O que aconteceria com a extinção dos plânctons e os efeitos do aquecimento global
Um colapso das populações de plâncton provocaria consequências severas e em cadeia para toda a vida marinha e, por extensão, para a vida terrestre. A ausência de fitoplâncton interromperia a produção primária dos oceanos, eliminando a base alimentar de peixes, crustáceos, aves marinhas e mamíferos, o que resultaria no colapso progressivo de praticamente toda a cadeia alimentar marinha em escala global. Além disso, a redução drástica da fotossíntese oceânica comprometeria significativamente a produção de oxigênio atmosférico, com efeitos diretos sobre o equilíbrio climático e biológico de todo o planeta, já que o fitoplâncton também desempenha papel central na absorção de dióxido de carbono da atmosfera.
Estudos publicados por instituições como o Painel Intergovernamental sobre Mudanças Climáticas (IPCC), organização científica vinculada à Organização das Nações Unidas, indicam que o aquecimento dos oceanos já provoca alterações mensuráveis na distribuição e na produtividade do fitoplâncton em diferentes regiões do planeta. O aumento da temperatura da água reduz a mistura vertical entre camadas oceânicas, processo que normalmente traz nutrientes das profundezas até a superfície iluminada, limitando a disponibilidade desses nutrientes essenciais para a fotossíntese do plâncton. Pesquisas publicadas na revista científica “Nature” ao longo da década de 2010 documentaram reduções regionais na biomassa de fitoplâncton associadas ao aumento da temperatura superficial dos oceanos, embora cientistas alertem que o tema ainda envolve divergências metodológicas sobre a extensão exata dessas mudanças em escala global.

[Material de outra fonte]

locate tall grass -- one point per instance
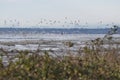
(94, 62)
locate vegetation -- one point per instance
(94, 62)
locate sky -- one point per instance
(31, 12)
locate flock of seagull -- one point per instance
(44, 22)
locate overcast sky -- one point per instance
(91, 11)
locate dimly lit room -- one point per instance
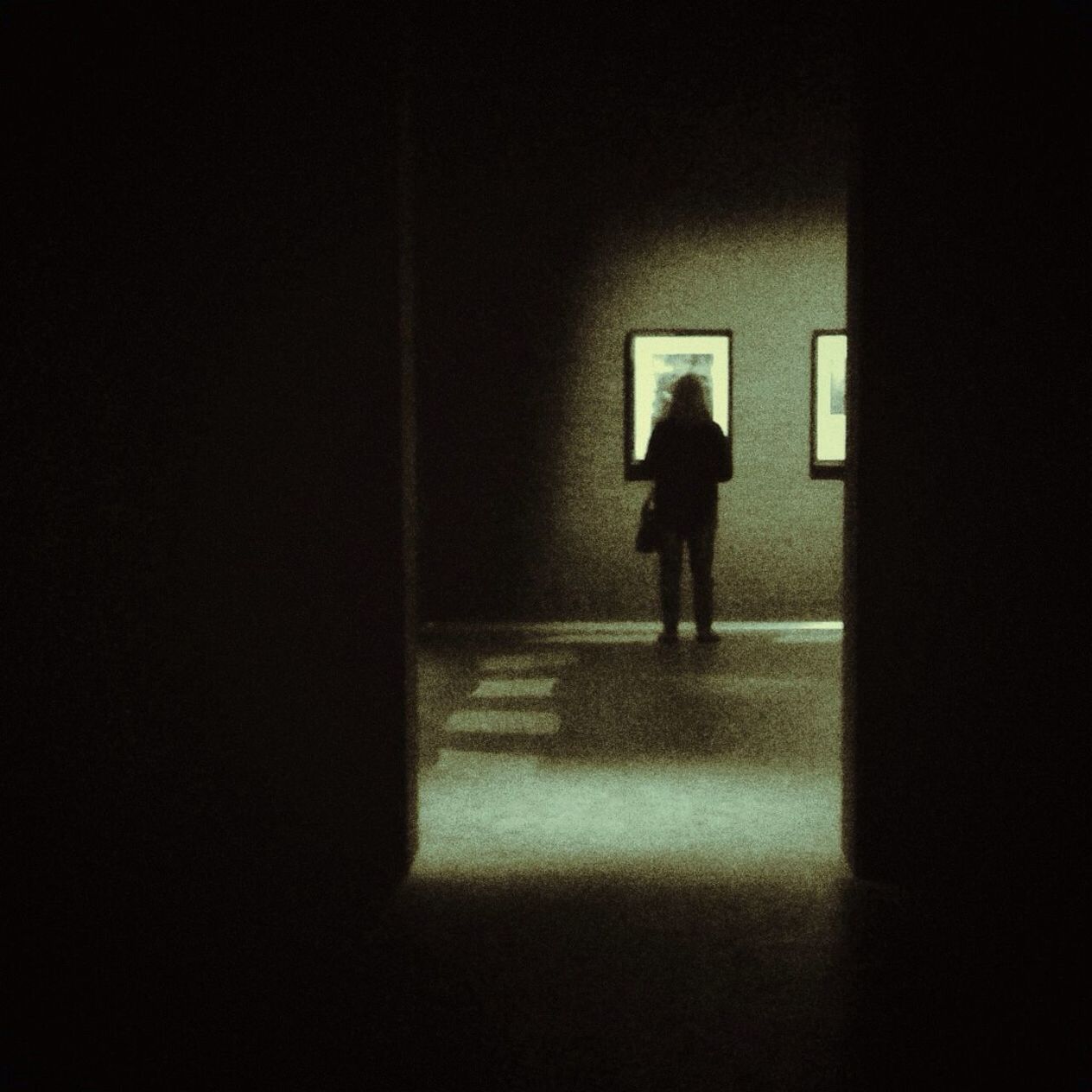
(356, 744)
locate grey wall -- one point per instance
(575, 185)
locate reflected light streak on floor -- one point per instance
(488, 815)
(638, 760)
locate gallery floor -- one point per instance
(630, 876)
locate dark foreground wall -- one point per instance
(207, 624)
(587, 175)
(963, 667)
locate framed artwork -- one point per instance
(654, 359)
(828, 403)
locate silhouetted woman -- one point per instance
(687, 455)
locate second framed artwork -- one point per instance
(654, 359)
(828, 403)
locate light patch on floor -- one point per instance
(528, 662)
(629, 816)
(503, 722)
(514, 688)
(460, 764)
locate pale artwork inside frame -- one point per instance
(658, 359)
(830, 397)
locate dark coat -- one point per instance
(686, 462)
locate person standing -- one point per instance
(687, 456)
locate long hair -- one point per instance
(688, 401)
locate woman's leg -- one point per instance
(700, 549)
(670, 572)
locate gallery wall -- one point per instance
(574, 185)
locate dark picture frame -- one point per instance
(654, 359)
(829, 350)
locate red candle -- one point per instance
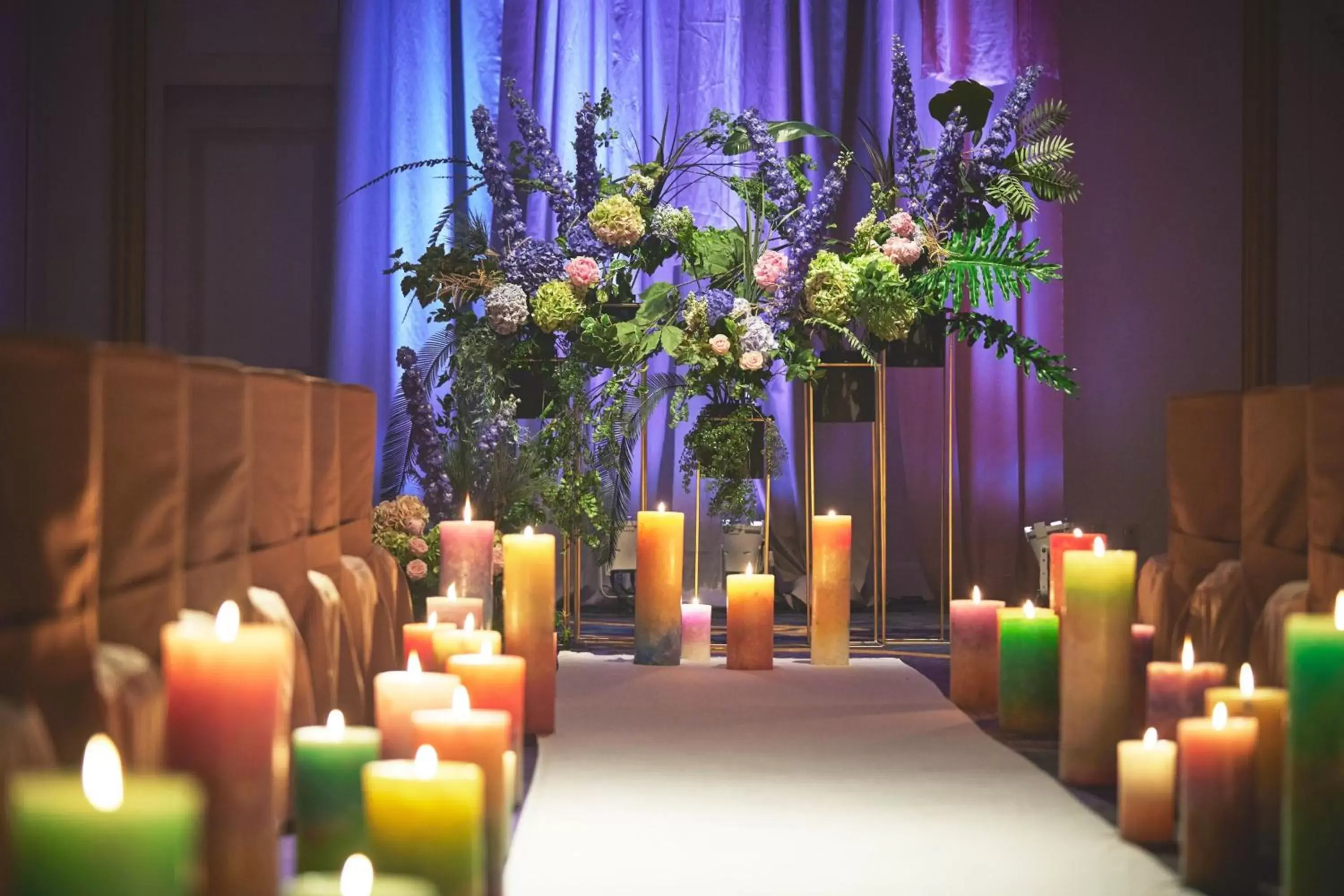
(228, 726)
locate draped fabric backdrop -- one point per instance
(413, 70)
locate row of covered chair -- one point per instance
(138, 485)
(1256, 484)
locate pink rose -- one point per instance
(771, 269)
(584, 273)
(902, 252)
(902, 225)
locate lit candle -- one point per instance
(1094, 663)
(1218, 802)
(975, 653)
(1147, 789)
(358, 879)
(1314, 773)
(467, 562)
(482, 738)
(449, 642)
(658, 587)
(1029, 672)
(101, 833)
(397, 695)
(452, 609)
(1268, 706)
(530, 621)
(750, 621)
(695, 632)
(1176, 689)
(228, 726)
(831, 590)
(1060, 544)
(426, 818)
(328, 797)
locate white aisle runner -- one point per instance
(820, 782)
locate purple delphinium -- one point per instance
(549, 171)
(499, 185)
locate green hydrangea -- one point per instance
(830, 288)
(617, 222)
(557, 307)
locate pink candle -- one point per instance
(975, 653)
(1176, 689)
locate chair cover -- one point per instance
(1326, 495)
(52, 491)
(144, 495)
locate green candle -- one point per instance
(1314, 784)
(1029, 672)
(134, 836)
(328, 792)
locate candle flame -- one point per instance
(357, 876)
(101, 774)
(226, 622)
(426, 762)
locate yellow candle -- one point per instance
(658, 587)
(750, 621)
(426, 818)
(1269, 707)
(831, 590)
(1147, 789)
(530, 621)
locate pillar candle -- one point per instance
(101, 833)
(1029, 672)
(1147, 789)
(658, 587)
(397, 695)
(975, 653)
(530, 621)
(695, 632)
(831, 590)
(452, 609)
(1314, 770)
(1094, 663)
(1218, 802)
(1268, 707)
(750, 621)
(467, 560)
(328, 794)
(426, 818)
(228, 726)
(1140, 655)
(1060, 544)
(482, 738)
(1176, 689)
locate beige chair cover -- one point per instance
(1326, 495)
(144, 495)
(50, 489)
(218, 484)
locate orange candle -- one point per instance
(226, 726)
(530, 621)
(482, 738)
(397, 695)
(831, 590)
(750, 621)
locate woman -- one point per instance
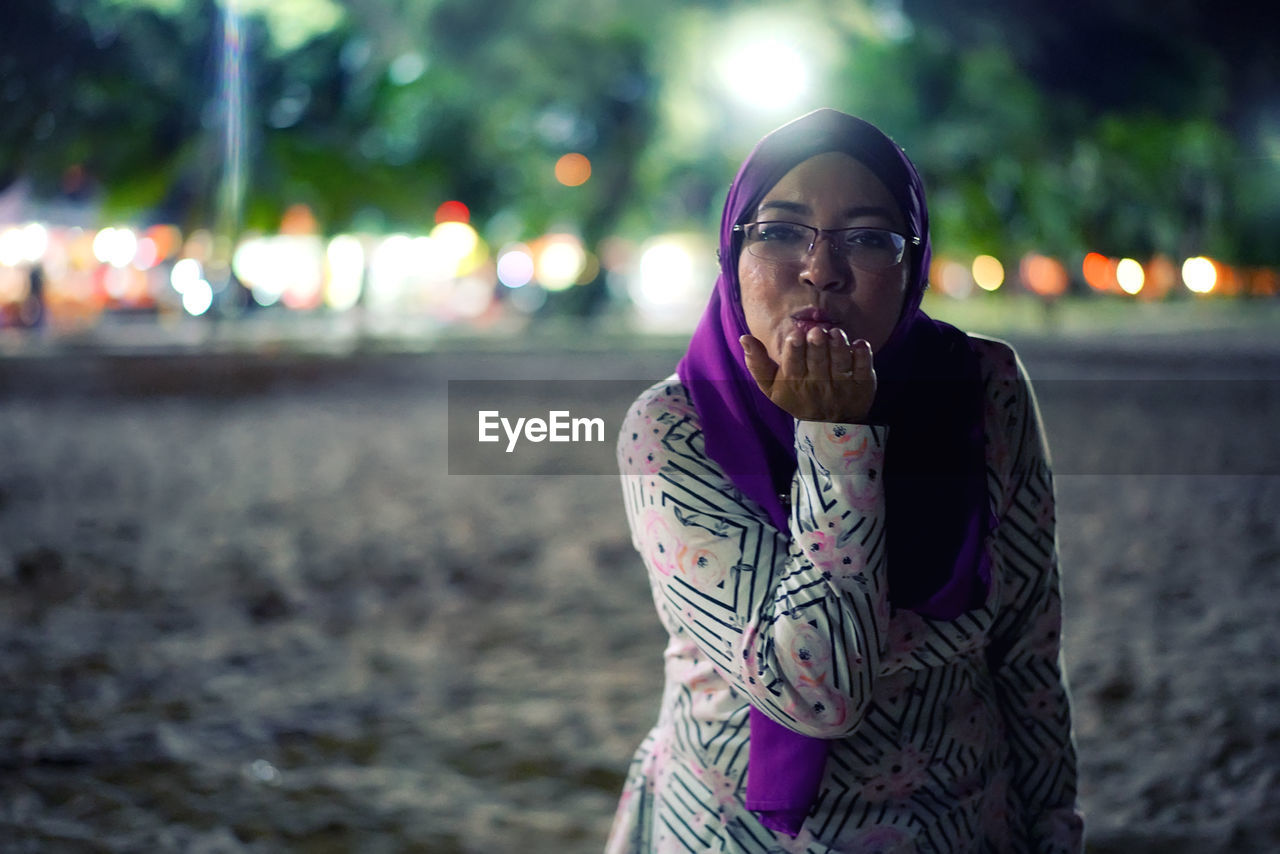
(846, 514)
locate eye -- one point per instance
(869, 238)
(787, 233)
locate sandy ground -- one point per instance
(243, 607)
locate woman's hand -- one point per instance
(822, 377)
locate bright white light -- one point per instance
(184, 274)
(147, 255)
(516, 266)
(671, 281)
(457, 243)
(346, 257)
(1198, 274)
(988, 273)
(766, 73)
(103, 245)
(389, 268)
(35, 241)
(1129, 275)
(197, 297)
(10, 247)
(561, 261)
(115, 246)
(666, 274)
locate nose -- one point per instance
(826, 268)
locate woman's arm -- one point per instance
(1025, 651)
(794, 620)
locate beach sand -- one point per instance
(245, 607)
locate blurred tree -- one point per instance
(1109, 127)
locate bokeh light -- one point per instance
(1129, 275)
(197, 297)
(671, 282)
(1200, 275)
(516, 265)
(115, 246)
(988, 273)
(1043, 274)
(572, 169)
(452, 211)
(558, 261)
(764, 72)
(1100, 273)
(344, 257)
(186, 273)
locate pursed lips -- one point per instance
(809, 318)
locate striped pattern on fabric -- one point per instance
(946, 735)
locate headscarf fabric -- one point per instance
(928, 393)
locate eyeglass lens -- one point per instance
(789, 242)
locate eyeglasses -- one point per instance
(867, 249)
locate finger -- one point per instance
(841, 355)
(758, 362)
(792, 357)
(817, 354)
(862, 354)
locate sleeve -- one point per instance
(1025, 649)
(794, 620)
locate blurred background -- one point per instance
(246, 246)
(407, 169)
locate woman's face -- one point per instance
(830, 190)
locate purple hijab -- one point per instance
(929, 394)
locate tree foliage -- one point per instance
(1116, 131)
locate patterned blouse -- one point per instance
(946, 735)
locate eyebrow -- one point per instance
(851, 213)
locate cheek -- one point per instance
(759, 295)
(886, 307)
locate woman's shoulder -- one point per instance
(667, 397)
(996, 357)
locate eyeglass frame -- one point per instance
(908, 240)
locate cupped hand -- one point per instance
(822, 377)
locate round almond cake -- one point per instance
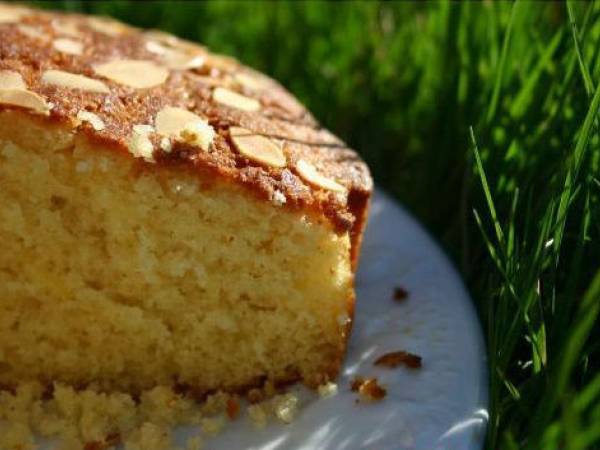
(168, 216)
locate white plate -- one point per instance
(442, 406)
(439, 407)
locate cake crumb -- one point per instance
(258, 415)
(212, 426)
(194, 443)
(369, 389)
(286, 407)
(394, 359)
(327, 390)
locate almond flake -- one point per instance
(139, 144)
(235, 100)
(137, 74)
(251, 82)
(95, 121)
(24, 99)
(68, 46)
(74, 81)
(257, 148)
(310, 174)
(9, 79)
(184, 125)
(32, 32)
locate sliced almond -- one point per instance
(251, 82)
(258, 148)
(310, 174)
(134, 73)
(68, 46)
(24, 99)
(9, 79)
(74, 81)
(235, 100)
(91, 118)
(176, 59)
(184, 125)
(181, 61)
(32, 32)
(139, 143)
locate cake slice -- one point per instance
(168, 216)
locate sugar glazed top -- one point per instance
(169, 101)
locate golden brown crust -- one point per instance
(33, 43)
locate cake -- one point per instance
(168, 216)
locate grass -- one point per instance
(483, 119)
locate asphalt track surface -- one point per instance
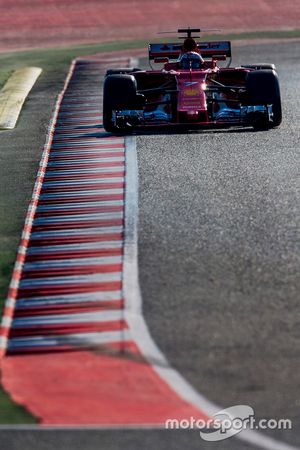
(218, 269)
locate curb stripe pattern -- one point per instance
(72, 244)
(65, 315)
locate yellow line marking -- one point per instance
(14, 93)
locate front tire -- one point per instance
(119, 91)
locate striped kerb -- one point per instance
(68, 353)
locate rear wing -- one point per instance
(206, 49)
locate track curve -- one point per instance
(218, 256)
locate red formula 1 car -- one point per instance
(191, 90)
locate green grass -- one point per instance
(7, 260)
(11, 413)
(55, 61)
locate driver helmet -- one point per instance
(191, 60)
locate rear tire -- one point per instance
(119, 92)
(263, 89)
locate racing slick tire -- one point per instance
(260, 66)
(120, 91)
(263, 89)
(124, 70)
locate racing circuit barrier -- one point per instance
(14, 93)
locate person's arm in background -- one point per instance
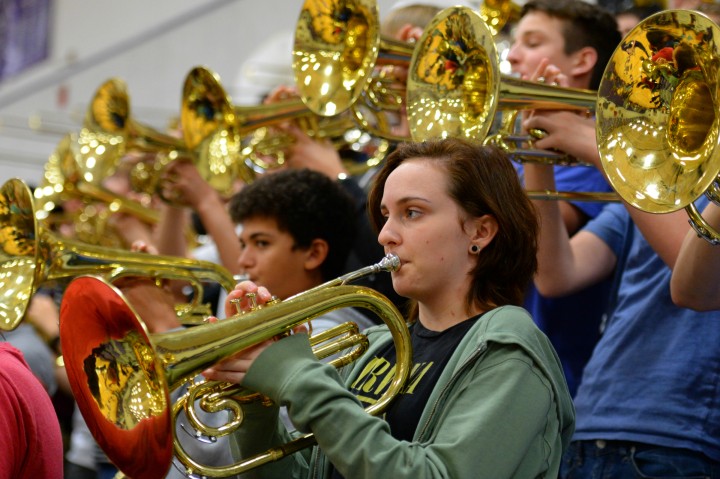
(696, 277)
(572, 134)
(189, 189)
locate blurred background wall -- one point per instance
(151, 45)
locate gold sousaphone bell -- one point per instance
(336, 51)
(657, 115)
(455, 89)
(121, 376)
(31, 255)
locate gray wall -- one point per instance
(151, 45)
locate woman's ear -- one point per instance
(484, 229)
(316, 254)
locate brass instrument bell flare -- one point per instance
(657, 115)
(122, 376)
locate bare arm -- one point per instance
(194, 192)
(696, 277)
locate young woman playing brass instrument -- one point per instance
(486, 397)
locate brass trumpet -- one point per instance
(32, 255)
(657, 116)
(122, 377)
(75, 170)
(455, 89)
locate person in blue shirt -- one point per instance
(577, 38)
(647, 404)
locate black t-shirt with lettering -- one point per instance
(431, 352)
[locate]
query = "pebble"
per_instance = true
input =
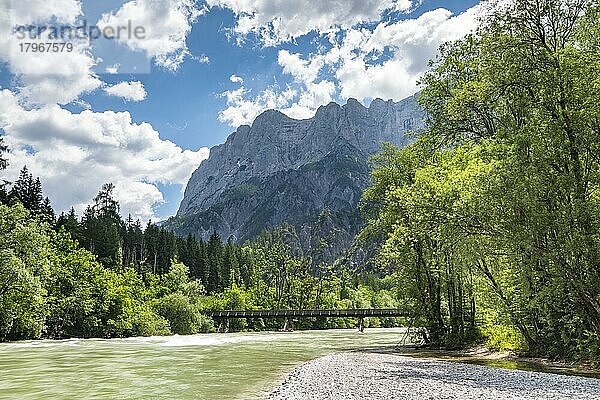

A acidificação dos oceanos, processo causado pela absorção crescente de dióxido de carbono atmosférico pela água do mar, representa outra ameaça documentada aos organismos planctônicos, especialmente àqueles que constroem estruturas calcárias, como certos tipos de zooplâncton conhecidos como cocolitofóridos e foraminíferos. A redução do pH oceânico dificulta a formação dessas estruturas de carbonato de cálcio, comprometendo a sobrevivência desses organismos e, consequentemente, de toda a cadeia alimentar que deles depende. Cientistas do Scripps Institution of Oceanography, instituição de pesquisa oceanográfica ligada à Universidade da Califórnia em San Diego, monitoram esses processos desde a década de 1950, por meio de registros contínuos que demonstram tendência de acidificação nos oceanos ao longo das últimas décadas.
Uma curiosidade científica relacionada aos plânctons envolve sua contribuição histórica para os combustíveis fósseis utilizados atualmente pela humanidade. Grande parte do petróleo extraído hoje tem origem em depósitos de fitoplâncton e outros microrganismos marinhos que se acumularam no fundo dos oceanos ao longo de milhões de anos, principalmente durante períodos geológicos anteriores à era dos dinossauros, sendo posteriormente transformados em hidrocarbonetos por processos geológicos de pressão e calor, o que faz dos plânctons responsáveis indiretos por boa parte da matriz energética global construída pela civilização humana ao longo dos últimos dois séculos.